Lawmakers discuss Patrick's budget cuts
By Globe Staff
Democratic leaders held caucuses today in the House and Senate to wrestle with Governor Deval Patrick's plan to slash more than $1 billion from the state budget.
Roughly $341 million of the cuts, new revenues, and use of reserves require legislative approval, including several initiatives that have already been killed once by lawmakers. Those failed proposals that Patrick has revived include adding tiers to healthcare plans for state employees and taxing telecommunications companies for telephone poles.
Top lawmakers are weighing whether to return for a special session or wait until their next formal session, in January. Patrick indicated he wanted legislative approvals "as soon as possible," but did not call lawmakers back to Beacon Hill.
House lawmakers were “talking about what the governor proposed last night and starting to look at what the options are for the Legislature going forward,” said David Guarino, a spokesman for House Speaker Salvatore F. DiMasi.
No decisions were made. “We haven’t seen the details of what the governor is proposing. We’d have to take a good hard look at that first,” Guarino said.
Senators also met in the office of Senate President Therese Murray.
"It was a full-house caucus," said Senator Stephen Brewer, a Democrat from Barre. "We're all engaged in this process."
The Legislature would need to approve a $100 million spending cut that would extend by two years the amount of time the state will take to pay off its pension account.
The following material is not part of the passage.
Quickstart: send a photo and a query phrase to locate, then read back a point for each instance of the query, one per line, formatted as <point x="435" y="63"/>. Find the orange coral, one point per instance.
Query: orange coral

Instead of paying it off by 2023, the schedule would be extended to 2025.
Lawmakers need to sign off on the tapping of an additional $200 million in the state's reserve account, bringing the total the state would spend from the rainy-day fund to $600 million this year instead of the original $400 million. The plan would leave $1.6 billion in the fund.
The telephone pole initiative would tighten the tax code for telecommunications companies, requiring them to pay $13 million more in taxes. The $28 million plan to tier state healthcare plans to income levels would raise the premiums for the highest-earning state employees.
Material from State House News Service was used in this report.